Malaysia's challenges—rising cost of living, healthcare accessibility, infrastructure deficits, education quality, corruption, and economic competitiveness—do not care about the ethnic identity of policymakers. Inflation and unemployment rates are unmoved by whether ministers share constituents' background. A pothole in Johor requires fixing whether the state government is Malay-led, Chinese-led, or led by someone of any other background. Hospital queues are no shorter because patients and administrators share ethnicity. The real measure of governance—whether citizens enjoy better living standards, safer communities, fairer institutions, and genuine opportunity—has nothing to do with ethnic alignment.

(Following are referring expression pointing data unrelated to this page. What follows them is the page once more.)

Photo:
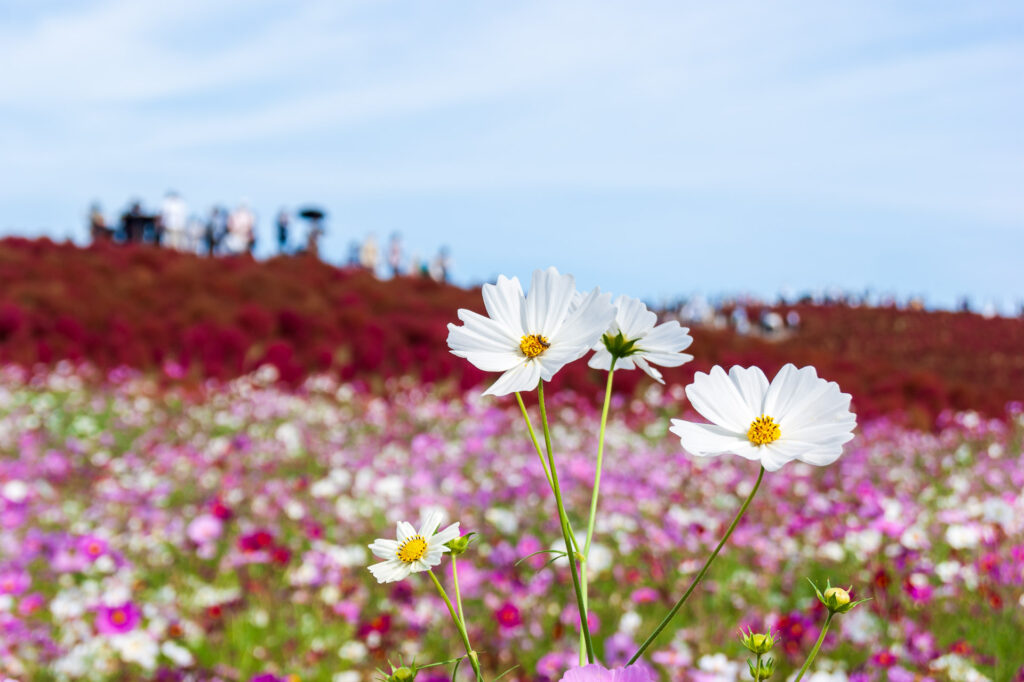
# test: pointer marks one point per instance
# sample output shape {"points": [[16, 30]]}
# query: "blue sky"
{"points": [[655, 148]]}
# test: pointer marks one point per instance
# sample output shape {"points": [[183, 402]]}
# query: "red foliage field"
{"points": [[190, 317]]}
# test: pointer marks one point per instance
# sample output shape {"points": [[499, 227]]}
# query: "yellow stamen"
{"points": [[413, 549], [534, 345], [763, 431]]}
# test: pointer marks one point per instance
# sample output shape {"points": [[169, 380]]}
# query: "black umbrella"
{"points": [[312, 213]]}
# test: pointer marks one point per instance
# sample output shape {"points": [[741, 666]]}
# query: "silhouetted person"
{"points": [[133, 223], [394, 254], [173, 221], [98, 230], [216, 227], [282, 230]]}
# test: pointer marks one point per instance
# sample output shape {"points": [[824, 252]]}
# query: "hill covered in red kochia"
{"points": [[196, 317]]}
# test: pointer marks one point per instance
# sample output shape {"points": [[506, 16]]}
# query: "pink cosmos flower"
{"points": [[118, 620], [205, 528], [92, 547]]}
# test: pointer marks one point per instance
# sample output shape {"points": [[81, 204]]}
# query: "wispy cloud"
{"points": [[881, 107]]}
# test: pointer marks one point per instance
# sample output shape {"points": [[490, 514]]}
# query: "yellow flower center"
{"points": [[763, 431], [413, 549], [534, 345]]}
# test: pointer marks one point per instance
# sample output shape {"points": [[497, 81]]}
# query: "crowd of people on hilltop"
{"points": [[233, 231]]}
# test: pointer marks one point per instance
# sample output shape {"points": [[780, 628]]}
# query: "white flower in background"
{"points": [[412, 552], [529, 338], [136, 646], [798, 416], [177, 653], [637, 340]]}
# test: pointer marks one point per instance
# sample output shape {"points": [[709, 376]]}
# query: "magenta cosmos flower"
{"points": [[117, 620], [598, 673]]}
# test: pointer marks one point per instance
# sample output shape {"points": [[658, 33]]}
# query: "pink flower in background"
{"points": [[205, 528], [92, 547], [598, 673], [118, 620], [14, 582], [508, 615]]}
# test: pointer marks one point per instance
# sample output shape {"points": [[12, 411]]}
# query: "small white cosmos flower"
{"points": [[531, 337], [634, 338], [797, 417], [412, 552]]}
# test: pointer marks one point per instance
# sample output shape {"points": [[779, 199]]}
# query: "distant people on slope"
{"points": [[174, 221]]}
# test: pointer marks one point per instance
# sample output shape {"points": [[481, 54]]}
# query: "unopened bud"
{"points": [[460, 545], [402, 674], [837, 597], [758, 643]]}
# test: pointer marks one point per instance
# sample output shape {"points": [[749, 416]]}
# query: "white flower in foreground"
{"points": [[529, 338], [797, 417], [635, 340], [413, 551]]}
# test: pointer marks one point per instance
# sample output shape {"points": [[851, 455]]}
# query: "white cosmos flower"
{"points": [[529, 338], [413, 551], [641, 342], [797, 417]]}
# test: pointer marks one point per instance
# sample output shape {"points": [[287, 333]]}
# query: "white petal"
{"points": [[404, 530], [479, 334], [521, 378], [446, 536], [390, 571], [385, 549], [504, 302], [648, 370], [548, 302], [587, 324], [709, 439], [790, 391], [718, 397], [430, 523], [601, 359], [632, 317]]}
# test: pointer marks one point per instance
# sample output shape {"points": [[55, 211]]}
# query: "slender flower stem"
{"points": [[458, 595], [474, 662], [532, 436], [544, 464], [566, 534], [593, 499], [682, 600], [817, 645]]}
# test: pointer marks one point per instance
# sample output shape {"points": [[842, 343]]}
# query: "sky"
{"points": [[653, 148]]}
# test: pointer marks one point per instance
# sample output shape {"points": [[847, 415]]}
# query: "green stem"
{"points": [[682, 600], [817, 645], [594, 496], [458, 595], [569, 552], [544, 464], [474, 662]]}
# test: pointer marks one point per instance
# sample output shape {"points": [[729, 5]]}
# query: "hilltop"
{"points": [[187, 318]]}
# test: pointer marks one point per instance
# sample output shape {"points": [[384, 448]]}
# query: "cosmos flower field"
{"points": [[155, 531]]}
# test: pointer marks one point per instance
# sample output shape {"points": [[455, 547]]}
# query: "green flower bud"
{"points": [[762, 672], [619, 346], [402, 674], [758, 643], [837, 597], [837, 600], [460, 545]]}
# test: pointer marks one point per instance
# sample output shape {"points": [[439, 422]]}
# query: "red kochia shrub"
{"points": [[148, 308]]}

What makes this moment particularly significant for Malaysia is that voters appear to be moving beyond such appeals. In recent elections across multiple states, voters have increasingly disregarded ethnic and religious messaging when it conflicts with other concerns—economic management, local development, and administrative competence. This suggests a maturing electorate that understands good governance transcends community boundaries. The disconnect between what some veteran politicians are urging and what voters are actually choosing at the ballot box indicates a genuine generational shift in political values.

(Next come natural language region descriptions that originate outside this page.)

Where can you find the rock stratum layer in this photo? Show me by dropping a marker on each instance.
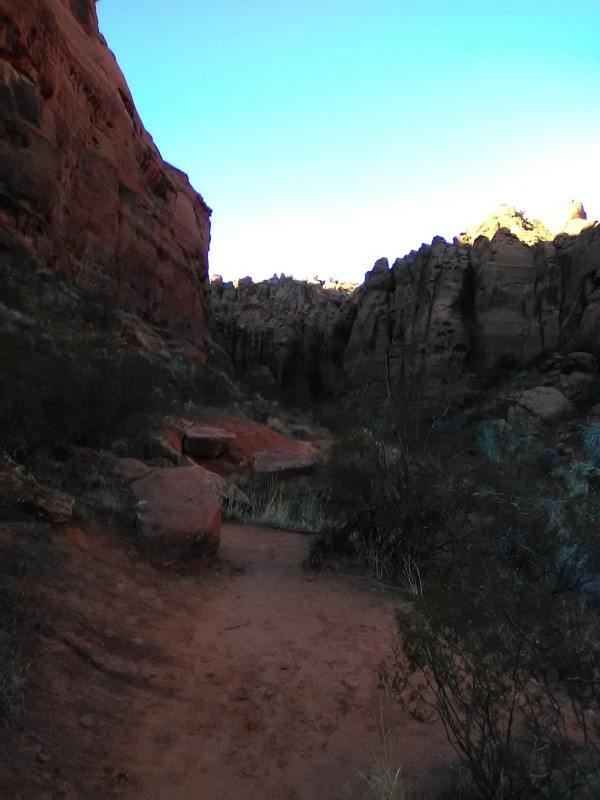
(432, 319)
(83, 189)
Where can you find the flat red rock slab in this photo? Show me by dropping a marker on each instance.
(253, 437)
(283, 462)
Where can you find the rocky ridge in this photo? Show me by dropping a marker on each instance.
(506, 291)
(83, 189)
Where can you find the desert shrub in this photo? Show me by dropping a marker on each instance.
(57, 392)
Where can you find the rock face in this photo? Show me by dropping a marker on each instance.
(83, 189)
(429, 321)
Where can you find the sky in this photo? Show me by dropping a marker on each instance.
(326, 134)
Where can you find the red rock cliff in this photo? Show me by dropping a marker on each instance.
(83, 189)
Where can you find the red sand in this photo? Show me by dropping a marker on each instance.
(258, 682)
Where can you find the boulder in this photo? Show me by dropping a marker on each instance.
(166, 443)
(206, 442)
(178, 510)
(545, 403)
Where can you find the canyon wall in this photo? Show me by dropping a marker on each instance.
(431, 321)
(83, 189)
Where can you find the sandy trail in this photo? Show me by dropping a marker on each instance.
(278, 694)
(256, 682)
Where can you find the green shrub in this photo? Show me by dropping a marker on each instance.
(56, 392)
(511, 672)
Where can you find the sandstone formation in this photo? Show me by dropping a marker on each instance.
(83, 189)
(178, 509)
(432, 320)
(297, 330)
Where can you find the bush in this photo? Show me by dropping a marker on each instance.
(79, 392)
(512, 675)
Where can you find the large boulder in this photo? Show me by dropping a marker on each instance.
(178, 509)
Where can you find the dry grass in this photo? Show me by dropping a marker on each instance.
(275, 507)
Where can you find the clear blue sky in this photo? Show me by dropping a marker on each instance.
(328, 133)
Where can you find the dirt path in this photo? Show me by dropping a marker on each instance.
(258, 682)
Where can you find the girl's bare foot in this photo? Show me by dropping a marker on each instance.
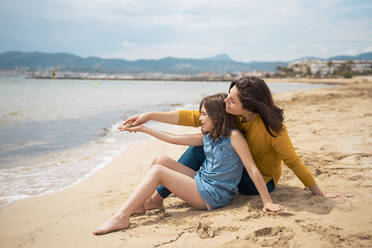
(114, 224)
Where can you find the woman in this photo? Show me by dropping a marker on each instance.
(265, 133)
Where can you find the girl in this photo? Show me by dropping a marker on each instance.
(215, 184)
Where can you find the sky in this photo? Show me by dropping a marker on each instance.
(246, 30)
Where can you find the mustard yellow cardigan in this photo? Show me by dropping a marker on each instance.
(268, 152)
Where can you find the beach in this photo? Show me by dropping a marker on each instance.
(331, 131)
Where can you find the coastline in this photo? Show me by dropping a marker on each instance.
(330, 129)
(333, 81)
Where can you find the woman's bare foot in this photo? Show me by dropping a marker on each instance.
(114, 224)
(139, 211)
(154, 202)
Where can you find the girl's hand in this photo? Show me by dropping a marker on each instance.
(272, 207)
(337, 195)
(137, 120)
(131, 129)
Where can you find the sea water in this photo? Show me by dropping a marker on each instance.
(55, 133)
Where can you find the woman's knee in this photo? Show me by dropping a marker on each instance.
(156, 170)
(161, 159)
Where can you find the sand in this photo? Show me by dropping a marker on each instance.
(331, 129)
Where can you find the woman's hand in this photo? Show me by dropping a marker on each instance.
(137, 120)
(131, 129)
(272, 207)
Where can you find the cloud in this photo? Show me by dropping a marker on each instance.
(246, 30)
(127, 44)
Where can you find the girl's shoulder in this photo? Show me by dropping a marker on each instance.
(235, 133)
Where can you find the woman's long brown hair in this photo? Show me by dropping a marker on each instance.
(256, 97)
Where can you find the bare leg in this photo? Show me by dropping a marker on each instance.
(181, 185)
(156, 201)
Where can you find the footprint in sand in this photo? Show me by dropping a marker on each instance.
(335, 237)
(271, 236)
(204, 231)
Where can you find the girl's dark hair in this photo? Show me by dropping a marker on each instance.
(222, 121)
(256, 97)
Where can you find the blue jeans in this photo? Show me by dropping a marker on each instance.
(194, 157)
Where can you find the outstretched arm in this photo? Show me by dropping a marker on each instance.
(241, 147)
(178, 139)
(170, 117)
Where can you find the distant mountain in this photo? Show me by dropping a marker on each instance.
(362, 56)
(221, 63)
(220, 57)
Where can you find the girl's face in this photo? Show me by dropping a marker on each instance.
(233, 104)
(206, 122)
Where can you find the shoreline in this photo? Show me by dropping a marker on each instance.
(332, 81)
(329, 129)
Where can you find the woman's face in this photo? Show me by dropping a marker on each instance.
(233, 104)
(206, 122)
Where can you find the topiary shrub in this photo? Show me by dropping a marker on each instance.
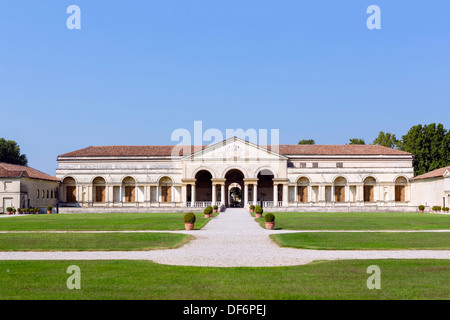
(269, 217)
(207, 210)
(189, 217)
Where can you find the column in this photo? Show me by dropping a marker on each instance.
(285, 195)
(193, 194)
(245, 198)
(213, 195)
(184, 195)
(275, 195)
(222, 193)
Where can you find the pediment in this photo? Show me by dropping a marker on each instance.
(235, 149)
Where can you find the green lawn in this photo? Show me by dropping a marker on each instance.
(359, 221)
(400, 279)
(365, 241)
(90, 241)
(99, 221)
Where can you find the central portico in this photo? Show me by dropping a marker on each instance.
(210, 173)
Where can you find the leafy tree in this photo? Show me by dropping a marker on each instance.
(357, 141)
(430, 146)
(387, 140)
(10, 153)
(307, 142)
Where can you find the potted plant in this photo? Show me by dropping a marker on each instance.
(189, 221)
(207, 212)
(270, 221)
(258, 211)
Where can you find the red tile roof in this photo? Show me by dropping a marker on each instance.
(432, 174)
(105, 151)
(8, 170)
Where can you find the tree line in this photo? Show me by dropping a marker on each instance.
(430, 145)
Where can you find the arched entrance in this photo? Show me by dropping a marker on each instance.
(235, 185)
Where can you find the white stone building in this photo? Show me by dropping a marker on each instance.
(236, 172)
(432, 189)
(25, 187)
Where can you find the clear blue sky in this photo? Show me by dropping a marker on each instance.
(137, 70)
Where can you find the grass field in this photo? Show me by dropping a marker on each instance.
(99, 221)
(90, 241)
(400, 279)
(359, 221)
(365, 240)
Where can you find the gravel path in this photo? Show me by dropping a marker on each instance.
(232, 239)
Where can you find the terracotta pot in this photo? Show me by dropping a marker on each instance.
(270, 225)
(189, 225)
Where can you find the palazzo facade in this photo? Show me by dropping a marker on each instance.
(235, 172)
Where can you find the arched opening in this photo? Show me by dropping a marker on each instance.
(400, 189)
(203, 186)
(369, 189)
(265, 186)
(235, 195)
(302, 189)
(339, 189)
(235, 185)
(99, 188)
(69, 187)
(129, 189)
(166, 187)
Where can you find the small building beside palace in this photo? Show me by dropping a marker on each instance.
(235, 172)
(25, 187)
(432, 188)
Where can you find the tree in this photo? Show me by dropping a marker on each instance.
(387, 140)
(10, 153)
(307, 142)
(357, 141)
(430, 146)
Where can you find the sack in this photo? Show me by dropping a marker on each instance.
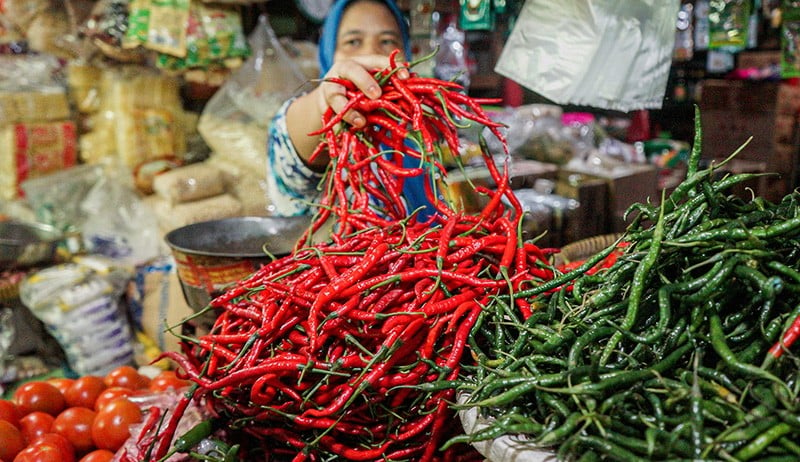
(235, 121)
(610, 54)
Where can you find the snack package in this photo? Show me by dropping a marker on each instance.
(37, 133)
(140, 118)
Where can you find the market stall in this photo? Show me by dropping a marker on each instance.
(578, 289)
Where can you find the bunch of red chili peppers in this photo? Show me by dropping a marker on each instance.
(349, 348)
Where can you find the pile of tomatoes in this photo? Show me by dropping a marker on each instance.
(86, 419)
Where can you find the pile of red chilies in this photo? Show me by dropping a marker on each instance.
(346, 348)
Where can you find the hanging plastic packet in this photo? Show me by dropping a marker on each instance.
(451, 61)
(728, 22)
(790, 42)
(701, 25)
(684, 35)
(611, 54)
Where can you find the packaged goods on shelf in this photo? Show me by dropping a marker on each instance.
(37, 136)
(140, 118)
(79, 304)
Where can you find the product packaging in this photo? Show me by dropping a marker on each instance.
(79, 304)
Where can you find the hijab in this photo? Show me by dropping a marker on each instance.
(330, 29)
(414, 187)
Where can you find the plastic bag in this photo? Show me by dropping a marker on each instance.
(235, 121)
(611, 54)
(79, 304)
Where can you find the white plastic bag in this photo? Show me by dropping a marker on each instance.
(235, 121)
(610, 54)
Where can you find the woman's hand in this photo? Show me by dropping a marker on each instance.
(359, 70)
(304, 115)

The historical record provides no comfort to those advocating ethnicity-based leadership selection. Nations and regions that have allowed racial or ethnic identity to become the primary criterion for political selection have consistently experienced institutional decay, economic stagnation, and social fracture. Conversely, societies that maintain focus on merit, capability, and institutional strength—regardless of leaders' backgrounds—demonstrate superior outcomes in virtually every measurable dimension. Malaysia's own trajectory shows this pattern: periods of stronger institutional performance have coincided with emphasis on competence; periods of institutional weakness have followed the ascendance of factional and ethnic politics.

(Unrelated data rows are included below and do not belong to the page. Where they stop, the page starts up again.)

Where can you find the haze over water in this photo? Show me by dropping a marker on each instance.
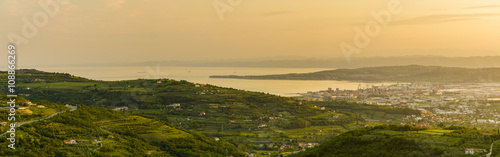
(201, 75)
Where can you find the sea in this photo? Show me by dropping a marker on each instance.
(201, 75)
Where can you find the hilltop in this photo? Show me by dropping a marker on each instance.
(411, 73)
(249, 119)
(97, 131)
(398, 140)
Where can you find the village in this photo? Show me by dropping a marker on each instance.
(451, 104)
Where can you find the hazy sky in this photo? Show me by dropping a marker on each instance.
(100, 31)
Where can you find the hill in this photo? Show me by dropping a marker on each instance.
(249, 119)
(99, 131)
(411, 73)
(398, 140)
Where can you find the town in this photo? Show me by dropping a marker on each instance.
(440, 104)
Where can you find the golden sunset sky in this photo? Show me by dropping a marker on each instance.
(101, 31)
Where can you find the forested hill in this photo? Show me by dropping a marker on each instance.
(246, 119)
(412, 73)
(399, 140)
(99, 131)
(32, 75)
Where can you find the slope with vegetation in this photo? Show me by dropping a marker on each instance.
(249, 119)
(398, 140)
(99, 131)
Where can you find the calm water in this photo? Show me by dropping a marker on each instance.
(200, 75)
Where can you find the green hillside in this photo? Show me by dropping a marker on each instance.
(102, 132)
(411, 73)
(398, 140)
(247, 119)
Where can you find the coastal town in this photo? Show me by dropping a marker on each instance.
(440, 104)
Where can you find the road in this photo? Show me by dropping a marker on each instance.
(36, 120)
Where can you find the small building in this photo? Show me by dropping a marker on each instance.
(474, 150)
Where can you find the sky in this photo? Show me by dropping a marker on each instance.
(123, 31)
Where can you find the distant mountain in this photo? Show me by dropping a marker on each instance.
(469, 62)
(411, 73)
(99, 131)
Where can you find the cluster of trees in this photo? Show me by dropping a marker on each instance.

PAS's recent repositioning is instructive here. The party reportedly softened its stance toward MCA and MIC—traditionally Chinese and Indian parties—simply because these organisations are part of Barisan Nasional rather than Pakatan Harapan. This reveals that even advocates of race-based politics ultimately operate on pragmatic calculations rather than principled conviction. When political advantage dictates, ethnic boundaries become surprisingly porous. This suggests that the race-based messaging serves not genuine principle but tactical positioning—making it all the more troubling as a basis for citizens to make electoral decisions.

Moving forward, Malaysia must consciously reject the intellectual shortcut that race-based political appeals represent. Democracy demands more of both leaders and voters. Leaders must articulate substantive visions for economic growth, institutional improvement, and equitable development. Voters must insist on evaluating these visions, interrogating candidates about implementation, and holding representatives accountable based on results rather than demographic alignment. The nation's future depends not on whether leaders share voters' ethnicity but on whether they possess the competence, integrity, and commitment to serve all Malaysians effectively. Until political discourse refocuses on these essential criteria, Malaysia will continue limping along with leadership selected more for identity than capability—a luxury no developing nation can afford.